It should deliver some intuitive feeling of how things work down there.
Contents
- 1 How big is an atom?
- 2 How does it feel when you grab two atoms and rub them against each other?
- 3 How do atoms work and what shape do they have ?
- 4 At which speeds do Atoms usually move
- 5 Speeds of motion in nanorobotics
- 5.1 The incredible rate things zap past their surroundings (just driven by temperature)
- 5.2 Assembly by mindlessly throwing parts together at ridiculous rates
- 5.3 Use of thermally driven assembly to get away from thermally driven assembly ASAP
- 5.4 The smaller the more productive
- 5.5 Motions in the far term goal of advanced nanofactories
- 6 What happens when you let go of a building block?
- 7 Scaling laws
- 8 The feel of AP Products
- 9 Bonding energies - Tensile strengths - Stiffnesses
- 10 Further
How big is an atom?
False claim? "Atoms are unimaginably small."
That's commonly assumed. And whenever some comparison is brought up one usually feels confirmed on hat assumption.
Turns out that there is a "best way" to get an inuitive feel for their size that is rarely (or never) used.
Here are the details: "Magnification theme-park". – Judge yourself.
How does it feel when you grab two atoms and rub them against each other?
Moved to: "The feel of atoms"
How do atoms work and what shape do they have ?

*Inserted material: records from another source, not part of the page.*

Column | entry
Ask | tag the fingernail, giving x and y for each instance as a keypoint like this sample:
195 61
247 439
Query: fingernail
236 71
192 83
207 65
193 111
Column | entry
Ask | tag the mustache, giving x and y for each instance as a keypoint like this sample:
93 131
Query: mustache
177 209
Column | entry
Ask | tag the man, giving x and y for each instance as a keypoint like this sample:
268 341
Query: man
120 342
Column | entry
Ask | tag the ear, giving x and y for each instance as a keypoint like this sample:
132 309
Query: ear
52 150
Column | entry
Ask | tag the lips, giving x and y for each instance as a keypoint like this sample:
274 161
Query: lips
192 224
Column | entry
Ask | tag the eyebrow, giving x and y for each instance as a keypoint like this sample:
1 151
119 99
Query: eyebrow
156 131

Moved to: "The basics of atoms"
At which speeds do Atoms usually move
As we all know being hit by a bullet from a handgun is not good for health. But what if you split the bullet into many many small pieces and let them hit you with the same speed but now evenly distributed from all sides (assuming no breaking through air resistance)? Would you dare to try this? What if I tell you that you already did this for your whole life.
When we assume that:
- the bullet is split up into all its individual atoms such that there now is plenty of space between them
- the bullet is converted into a spherical shell of dispersed atoms
(a shell with of about a thousandfold volume and a thousandth of the density of the original bullet) - the shell is concentically coming at you and hittig you with the original non-reduced speed
then you probably would not even notice being hit.
Baffling?
What the split up atoms of the bullet bullet would do to you is actually very similar to what the molecules of the air do to you.
If one looks at free flying atoms (or very small molecules) like the ones one finds in air, then their speed of motion lies around the speed of sound. That is the main constituents of our earth's atmosphere (dinitrogen N2 and dioxygen O2 zip around with speeds that average out at about 340m/s (at normal conditions). This is about the speed of a bullet of a hand gun.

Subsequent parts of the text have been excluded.